Jonathan Clemins is the USA Archery Paralympic Head Coach and Head Coach at the University of Rio Grande in Ohio.
As an archery coach, what you say and how you say it could be the difference between winning and losing, gold or silver, success or failure.
Prior to becoming a full-time archery coach, Clemins was in law enforcement for 10 years, which involved being on the SWAT team, as well as a fire and explosion investigator with the Huntington Police Department in West Virginia.
The decisions you make on a daily basis within law enforcement often come with real life consequences. Making the switch from being a law enforcement officer to head coach of USA Archery’s Paralympic team could be viewed as quite the career change but Clemins sees similarities in the skills required.
“When you’re in law enforcement, you deal with people when they are at their low point,” Clemins said. “It’s not very often that you come into contact with people and they’re having the best day ever.
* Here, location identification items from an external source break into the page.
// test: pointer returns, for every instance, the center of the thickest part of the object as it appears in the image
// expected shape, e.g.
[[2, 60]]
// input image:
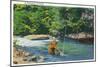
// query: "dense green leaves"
[[32, 19]]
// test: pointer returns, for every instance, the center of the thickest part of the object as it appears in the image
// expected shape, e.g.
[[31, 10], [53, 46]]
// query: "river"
[[73, 50]]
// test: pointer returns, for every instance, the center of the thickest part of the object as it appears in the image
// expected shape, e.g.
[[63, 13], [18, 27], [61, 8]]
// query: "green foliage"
[[32, 19]]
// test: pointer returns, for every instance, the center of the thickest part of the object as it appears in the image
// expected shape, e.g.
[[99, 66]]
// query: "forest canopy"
[[34, 19]]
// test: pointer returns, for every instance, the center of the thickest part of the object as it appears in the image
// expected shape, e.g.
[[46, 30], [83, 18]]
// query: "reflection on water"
[[73, 50]]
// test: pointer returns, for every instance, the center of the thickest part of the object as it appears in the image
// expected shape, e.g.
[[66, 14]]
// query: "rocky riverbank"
[[82, 37], [22, 57]]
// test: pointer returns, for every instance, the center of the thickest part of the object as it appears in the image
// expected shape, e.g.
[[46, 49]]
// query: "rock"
[[40, 59]]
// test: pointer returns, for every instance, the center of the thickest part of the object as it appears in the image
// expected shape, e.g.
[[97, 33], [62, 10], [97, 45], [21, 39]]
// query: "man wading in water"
[[53, 50], [52, 47]]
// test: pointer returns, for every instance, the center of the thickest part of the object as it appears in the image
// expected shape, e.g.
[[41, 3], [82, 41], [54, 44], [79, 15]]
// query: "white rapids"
[[29, 43]]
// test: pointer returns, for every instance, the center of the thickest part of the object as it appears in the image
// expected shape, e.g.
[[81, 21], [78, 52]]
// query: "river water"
[[72, 49]]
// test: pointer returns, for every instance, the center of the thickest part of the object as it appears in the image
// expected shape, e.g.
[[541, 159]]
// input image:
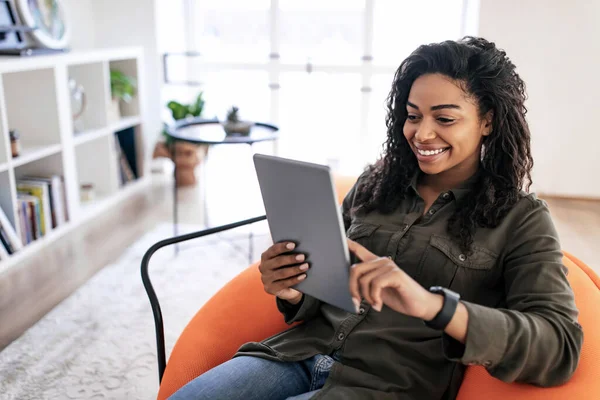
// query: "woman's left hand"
[[380, 281]]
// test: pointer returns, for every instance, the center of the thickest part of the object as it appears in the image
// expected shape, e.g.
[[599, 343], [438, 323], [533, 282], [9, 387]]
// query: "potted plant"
[[233, 125], [122, 88], [187, 156]]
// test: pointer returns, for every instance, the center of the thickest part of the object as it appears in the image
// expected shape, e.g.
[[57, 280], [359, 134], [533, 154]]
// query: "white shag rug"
[[100, 343]]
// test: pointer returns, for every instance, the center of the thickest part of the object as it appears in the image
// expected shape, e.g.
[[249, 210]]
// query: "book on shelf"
[[42, 192], [125, 172], [8, 235], [30, 209], [41, 206], [3, 253], [58, 203]]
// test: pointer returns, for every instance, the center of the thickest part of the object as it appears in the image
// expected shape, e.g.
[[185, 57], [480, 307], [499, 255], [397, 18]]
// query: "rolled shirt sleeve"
[[536, 339]]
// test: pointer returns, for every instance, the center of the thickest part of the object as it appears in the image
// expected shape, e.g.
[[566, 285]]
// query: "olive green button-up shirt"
[[522, 315]]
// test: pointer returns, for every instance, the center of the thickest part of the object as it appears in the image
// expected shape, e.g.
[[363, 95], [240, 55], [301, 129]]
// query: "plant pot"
[[237, 128], [114, 111], [187, 158]]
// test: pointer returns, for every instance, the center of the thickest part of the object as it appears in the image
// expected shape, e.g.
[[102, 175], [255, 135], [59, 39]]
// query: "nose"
[[425, 132]]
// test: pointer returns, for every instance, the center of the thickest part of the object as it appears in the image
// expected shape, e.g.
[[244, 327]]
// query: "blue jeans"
[[250, 378]]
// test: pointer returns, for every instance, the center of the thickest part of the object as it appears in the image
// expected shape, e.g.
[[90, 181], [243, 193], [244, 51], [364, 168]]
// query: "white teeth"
[[430, 152]]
“Usually, they’re in the middle of their worst day ever, and you have to find a way to pull somebody out of that. Or maybe they’re breaking the law, and you have to force them stop.
“I think a lot of those experiences really helped me as a coach and who I am now.”
Jonathan Clemins was born in Beckley, West Virginia and grew up in nearby Oak Hill. His earliest memories of archery were in his backyard with his father and grandfather.
He said, “I started when I was 11 or 12 years old, to learn how to bowhunt. It was all about bowhunting. Target archery wasn’t a thing, wasn’t a thought for my family, or in my area. I started archery to bowhunt.”
Clemins continued shooting for fun until the freshman year of high school, whereupon he shot competitively for the first time. He had no idea how well he had done at this event, a 3D tournament, until having it announced to a group of friends during a summer camp.
“I was a bit of a nerd,” Clemins said with a smile. “I was in a forensic science summer camp and we were doing a team-building thing, going white water rafting, and the archery coach I had at the time was working as a guide and he makes this huge announcement on the bus.
“He said, ‘I want to have everybody’s attention … we have one of the best archers in the state of West Virginia on the bus’, and he tells everybody that I finished third in the state at this shoot, and I had no idea that I was even competing for anything.”
After some success at his first tournament, Clemins stepped it up a notch. He signed up for his first indoor event, whereupon he swiftly realized he was perhaps not as suitably equipped as he ought to have been.
“I walked in with this little hunting bow,” he recalls. “And it’s the first time in my life that I saw bars that were longer than 12 inches, magnification … it opened up my eyes to a whole other world of archery.
“And that moment was when I started to feel the nerves. In fact, I actually dry-fired my bow at that event and earned the nickname Dry-Fire through the rest of my high school career.
“We still joke about that to this day. Some of my friends are like, ‘you’re a national Paralympic coach and you dry-fired your bow in high school’ – who could’ve predicted that?”
A graduate of Mountain State University in Beckley, WV, with a bachelor’s degree in forensic science, Clemins also holds a master's degree in criminal justice from Marshall University. On top of that, he is a published author, having written about the historic West Virginia Penitentiary at Moundsville.
Growing up, he had his heart set on being in law enforcement but he also admits to archery being ‘his thing’ even before he knew it was a sport.
Clemins competed as an archer, but he knew that coaching was where he belonged. He was named USA Archery Paralympic Head Coach in January 2023 and, after a spell at the University of Pikeville as assistant coach, has recently taken up the head coach position at Rio Grande.
He was on the line when Lia Coryell claimed the 2022 World Championship in the W1 women division in Dubai, when there was confusion as to whether she had actually won.
Clemins said, “Some of my favorite archery memories were being on the line with Lia in Dubai when she won the World Championship, and she was ready to keep shooting more arrows.
“In fact, she was so ready, that there for a minute I was like ‘wait, did I mess up?’ because by my calculations the match was over, and she was saying, ‘no, we have one more end’. She was so convincing.”
Clemins was leading the team when the USA dominated the 2023 Para Pan American Games in Chile last November, and he will take a talented team to Paris later this year for the 2024 Paralympic Games.
His career as a police officer was to keep the community safe, to protect and serve, while standing in harm’s way each and every day. His role now requires some of the same skills he needed while in an officer’s uniform, only now he wears the uniform of the United States.
“Being a coach is a really special thing,” Clemins said. “Because, essentially, you get a front row seat to the dreams and the hopes and desires of all these other people. And you get the unique opportunity to be that tool and be that avenue to get them to where they want to go, and I don’t take that for granted.”